Ik deel uw mening dat de naleving van diverse bepalingen van de Drank- en Horecawet onvoldoende is en dat de handhaving gerichter en efficiënter moet. Binnenkort zal ik uw Kamer informeren over de voortgang van het wetsvoorstel tot wijziging van de Drank- en Horecawet. Op onderdelen zal daar een nota van wijziging op worden gemaakt.
De politie is thans al belast met de opsporing van overtredingen van het verbod op doortappen. Als de politie vermoedt dat een horecagelegenheid dit verbod overtreedt, kan worden opgetreden.
Bent u bereid bij de gemeenten aan te dringen om een beleid te hanteren dat na de derde overtreding van artikel 252 WvSr over wordt gegaan tot (tijdelijke) sluiting van de horecagelegenheid?
Het opstellen en uitvoeren van sanctiebeleid rond het doortappen aan dronken personen is voorbehouden aan het Openbaar Ministerie, aangezien het hier een overtreding van het Wetboek van Strafrecht betreft. Hiervoor kan een geldboete of een gevangenisstraf worden opgelegd. Het vierde lid van artikel 252 van het Wetboek van Strafrecht biedt zelfs de mogelijkheid om een barman van de uitoefening van zijn beroep te ontzetten. De gemeente kan – op grond van de Drank- en Horecawet – een horecavergunning intrekken als zich in de betrokken inrichting feiten hebben voorgedaan, die de vrees wettigen, dat het van kracht blijven der vergunning gevaar zou opleveren voor de openbare orde, veiligheid of zedelijkheid. Het is aan het College van Burgemeester en Wethouders om te oordelen of daarvan sprake is.
Bent u bereid, uitgaande van het principe dat de eerstverantwoordelijke de horecabezoeker zelf is, de publieksvoorlichting over schadelijke effecten van overmatig drankgebruik aan te scherpen?

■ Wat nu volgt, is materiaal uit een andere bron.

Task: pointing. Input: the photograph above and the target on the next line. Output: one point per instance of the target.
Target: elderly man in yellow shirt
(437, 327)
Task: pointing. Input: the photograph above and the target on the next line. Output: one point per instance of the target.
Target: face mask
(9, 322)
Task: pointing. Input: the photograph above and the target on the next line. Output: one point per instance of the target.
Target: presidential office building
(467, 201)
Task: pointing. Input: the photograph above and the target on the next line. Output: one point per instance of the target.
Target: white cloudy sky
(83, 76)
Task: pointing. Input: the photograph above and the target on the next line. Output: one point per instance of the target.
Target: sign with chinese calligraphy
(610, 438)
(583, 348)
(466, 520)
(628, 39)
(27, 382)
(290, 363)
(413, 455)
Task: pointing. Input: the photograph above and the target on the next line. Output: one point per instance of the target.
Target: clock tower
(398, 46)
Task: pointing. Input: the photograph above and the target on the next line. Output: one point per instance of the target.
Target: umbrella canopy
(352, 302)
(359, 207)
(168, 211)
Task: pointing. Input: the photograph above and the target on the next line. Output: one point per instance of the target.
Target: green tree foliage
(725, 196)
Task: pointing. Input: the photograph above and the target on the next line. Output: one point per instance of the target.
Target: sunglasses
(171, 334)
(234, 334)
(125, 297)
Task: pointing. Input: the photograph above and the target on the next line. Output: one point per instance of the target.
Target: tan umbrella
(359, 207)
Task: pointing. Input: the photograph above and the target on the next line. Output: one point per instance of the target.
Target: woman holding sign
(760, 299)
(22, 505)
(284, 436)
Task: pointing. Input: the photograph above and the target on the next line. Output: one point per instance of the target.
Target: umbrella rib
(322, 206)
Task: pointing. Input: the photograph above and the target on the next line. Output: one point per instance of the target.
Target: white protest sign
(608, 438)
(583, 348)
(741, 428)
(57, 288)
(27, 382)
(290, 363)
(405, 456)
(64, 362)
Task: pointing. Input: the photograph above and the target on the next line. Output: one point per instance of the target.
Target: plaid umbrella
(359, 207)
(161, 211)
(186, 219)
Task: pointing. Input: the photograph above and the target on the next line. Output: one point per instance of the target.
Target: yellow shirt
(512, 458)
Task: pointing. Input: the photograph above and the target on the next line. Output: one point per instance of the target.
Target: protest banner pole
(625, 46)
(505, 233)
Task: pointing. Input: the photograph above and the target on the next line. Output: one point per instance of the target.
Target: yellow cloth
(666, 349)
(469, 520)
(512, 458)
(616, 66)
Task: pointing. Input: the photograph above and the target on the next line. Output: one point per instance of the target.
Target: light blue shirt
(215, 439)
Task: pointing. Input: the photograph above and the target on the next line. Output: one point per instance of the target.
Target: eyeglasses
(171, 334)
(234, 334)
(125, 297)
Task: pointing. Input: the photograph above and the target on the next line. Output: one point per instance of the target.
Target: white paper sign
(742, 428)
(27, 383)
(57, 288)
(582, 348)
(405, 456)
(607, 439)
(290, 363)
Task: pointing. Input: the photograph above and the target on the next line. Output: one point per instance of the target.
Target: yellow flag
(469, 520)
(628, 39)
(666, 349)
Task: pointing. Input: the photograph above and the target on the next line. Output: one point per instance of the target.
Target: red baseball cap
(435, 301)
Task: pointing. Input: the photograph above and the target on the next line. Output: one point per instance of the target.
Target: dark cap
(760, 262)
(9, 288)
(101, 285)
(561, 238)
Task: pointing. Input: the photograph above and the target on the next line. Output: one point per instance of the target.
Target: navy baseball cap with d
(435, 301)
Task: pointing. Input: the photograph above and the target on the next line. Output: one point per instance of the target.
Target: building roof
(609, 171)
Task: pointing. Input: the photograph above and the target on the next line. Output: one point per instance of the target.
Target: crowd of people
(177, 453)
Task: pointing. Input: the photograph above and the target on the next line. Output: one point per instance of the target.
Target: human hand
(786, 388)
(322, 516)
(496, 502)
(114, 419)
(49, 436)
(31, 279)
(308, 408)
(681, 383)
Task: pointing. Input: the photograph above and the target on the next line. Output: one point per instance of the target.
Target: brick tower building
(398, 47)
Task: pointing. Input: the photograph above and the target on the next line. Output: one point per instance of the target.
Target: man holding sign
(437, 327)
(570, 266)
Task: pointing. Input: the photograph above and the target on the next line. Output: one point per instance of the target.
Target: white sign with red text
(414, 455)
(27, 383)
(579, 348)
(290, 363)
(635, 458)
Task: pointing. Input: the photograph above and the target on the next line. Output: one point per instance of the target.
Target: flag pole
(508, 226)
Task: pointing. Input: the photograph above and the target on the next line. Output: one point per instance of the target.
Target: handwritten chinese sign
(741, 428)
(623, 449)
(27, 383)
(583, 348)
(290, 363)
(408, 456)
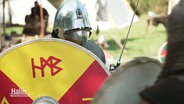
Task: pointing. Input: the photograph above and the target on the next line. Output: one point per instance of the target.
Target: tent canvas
(18, 9)
(118, 12)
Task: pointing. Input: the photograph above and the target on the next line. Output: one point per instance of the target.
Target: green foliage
(140, 41)
(159, 6)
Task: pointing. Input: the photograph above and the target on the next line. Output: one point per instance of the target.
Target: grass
(139, 43)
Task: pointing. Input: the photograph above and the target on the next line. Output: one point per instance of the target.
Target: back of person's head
(36, 3)
(71, 22)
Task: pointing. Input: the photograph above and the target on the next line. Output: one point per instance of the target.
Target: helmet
(71, 22)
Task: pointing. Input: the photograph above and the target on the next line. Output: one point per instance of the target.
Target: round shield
(49, 70)
(162, 53)
(127, 81)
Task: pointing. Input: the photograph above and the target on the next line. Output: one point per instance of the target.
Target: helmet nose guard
(71, 17)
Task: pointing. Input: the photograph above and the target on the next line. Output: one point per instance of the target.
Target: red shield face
(55, 68)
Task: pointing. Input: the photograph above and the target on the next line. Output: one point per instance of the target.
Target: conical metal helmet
(71, 22)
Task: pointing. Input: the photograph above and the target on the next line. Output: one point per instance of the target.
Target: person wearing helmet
(72, 24)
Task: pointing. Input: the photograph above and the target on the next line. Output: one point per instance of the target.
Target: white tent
(118, 13)
(18, 9)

Ik ben het met u eens dat de horecabezoeker zelf eerstverantwoordelijke is voor zijn/haar drinkgedrag. Er dienen betrouwbare bronnen te zijn waar hij/zij de nodige informatie over de consequenties van zijn/haar drinkgedrag kan vinden. Naar mijn oordeel biedt het Trimbos-instituut (www.alcoholinfo.nl) die in ruim voldoende mate. Ik overweeg dan ook niet de publieksvoorlichting op dit punt aan te scherpen.